Page:Livre du Chevalier de La Tour Landry.djvu/219

La bibliothèque libre.
Cette page n’a pas encore été corrigée



Cy parle de flatterie
Chappitre LXXIIIe


Je vous diray sur l’exemple de grerie. Une grant dame avoit un filz qui avoit nom Cissana, qui estoit moult grant seigneur, et estoit alé en une bataille où il morut. Sy estoit sa mère à grant esmay et douleur de sçavoir de ses nouvelles. Sy avoit un flateur en sa compaignie qui ly disoit : « Ma dame, ne vous esmayez, car monseigneur vostre filz a eu victoire et a pris moult de prisonniers. Si lui convient demourer une pièce pour ordonner de son fait. » Et ainsy de telles flateries paissoit sa dame et lui disoit joye de neant.
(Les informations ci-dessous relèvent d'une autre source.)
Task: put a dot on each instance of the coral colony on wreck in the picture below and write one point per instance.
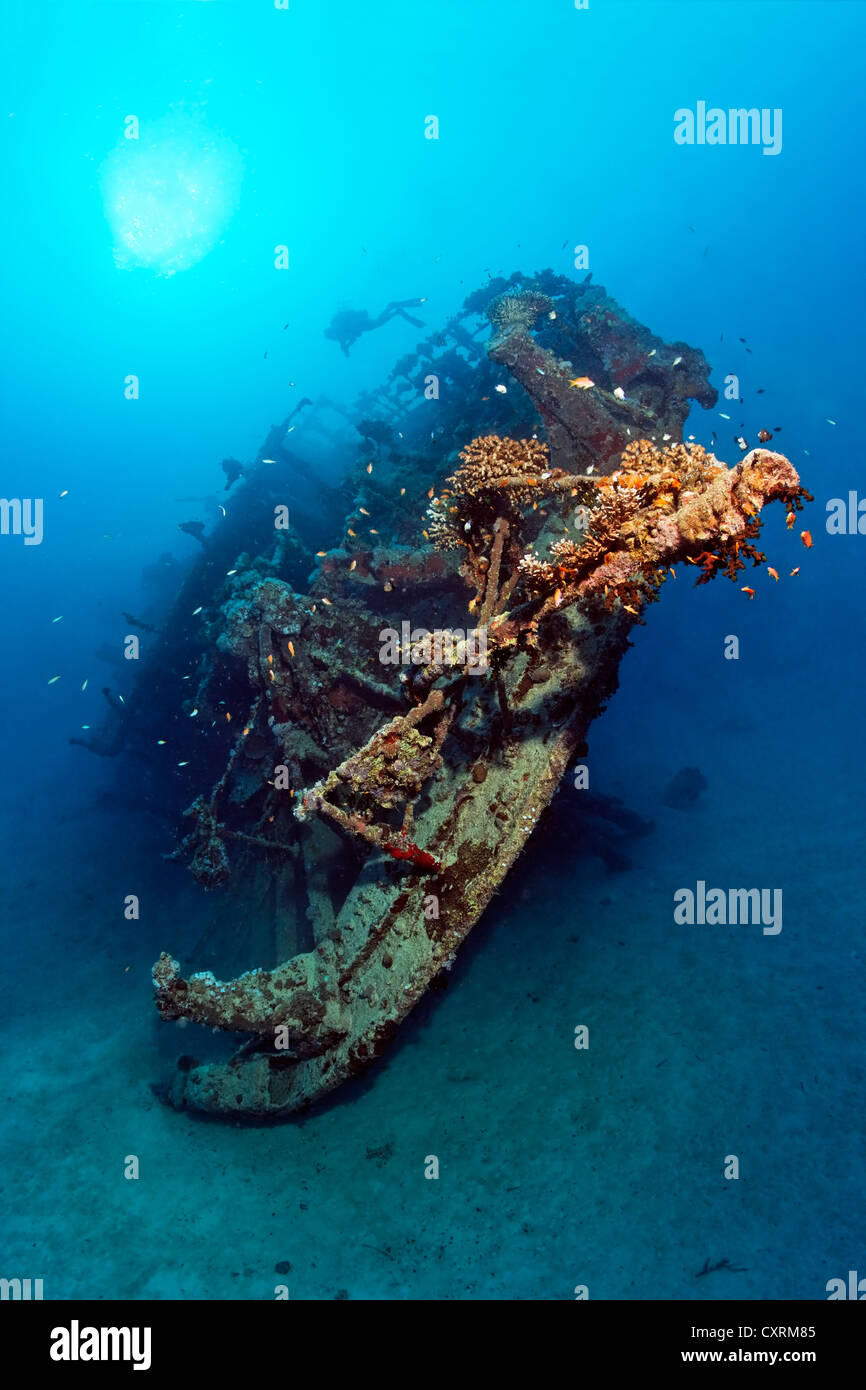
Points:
(734, 127)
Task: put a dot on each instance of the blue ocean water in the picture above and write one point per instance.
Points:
(154, 259)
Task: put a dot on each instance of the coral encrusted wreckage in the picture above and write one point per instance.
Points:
(535, 509)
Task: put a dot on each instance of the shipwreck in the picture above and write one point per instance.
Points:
(542, 495)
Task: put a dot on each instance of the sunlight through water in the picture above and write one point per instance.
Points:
(170, 193)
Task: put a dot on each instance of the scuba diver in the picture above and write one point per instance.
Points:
(348, 325)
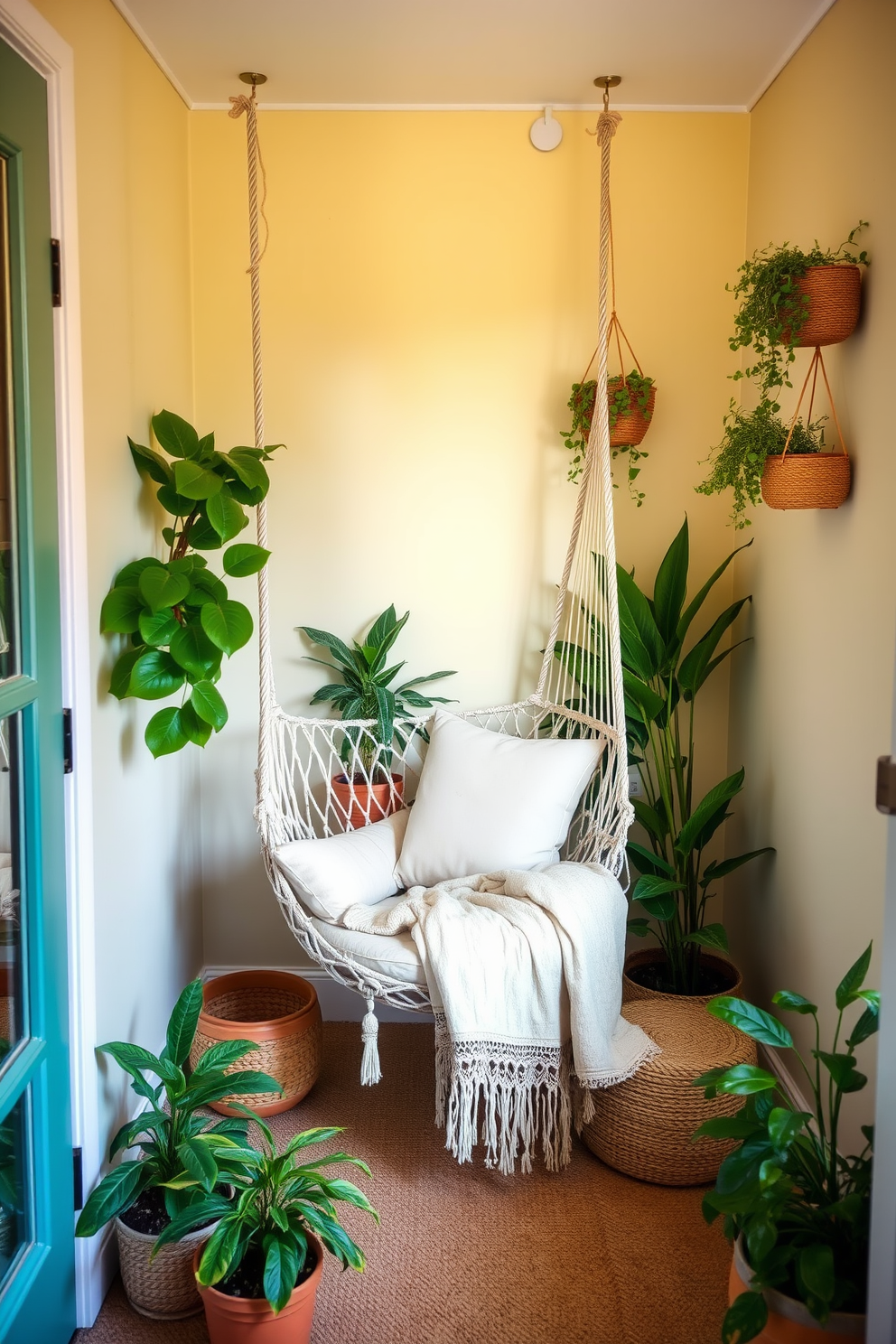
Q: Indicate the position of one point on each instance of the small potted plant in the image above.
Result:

Car cellui greeur ne deist jamais a sa dame chose qu’il sceust qu’il lui deust desplaire, aussi comme sont flatteurs et flatteresses, qui jà ne diront à leur seigneur ne à leur dame chose qui leur desplaise, et taysent la verité, et leur disent tout leur bon, et leur font joie de neant, si comme fist le faulx flatteur qui à Jouel, la bonne dame, faisoit accroire que son filz avoit eu victoire et en amenoit ses prisonniers ; et c’estoit bien le contraire, car il estoit mort, dont depuis, quant la bonne damme le sceut, elle en deust mourir de dueil. Sy est mauvaise chose d’avoir flateurs entour luy ; car ilz n’osent dire la vérité ne donner loyal conseil, ainsi font souvent forvoier leur seigneur et leur dame de droit chemin.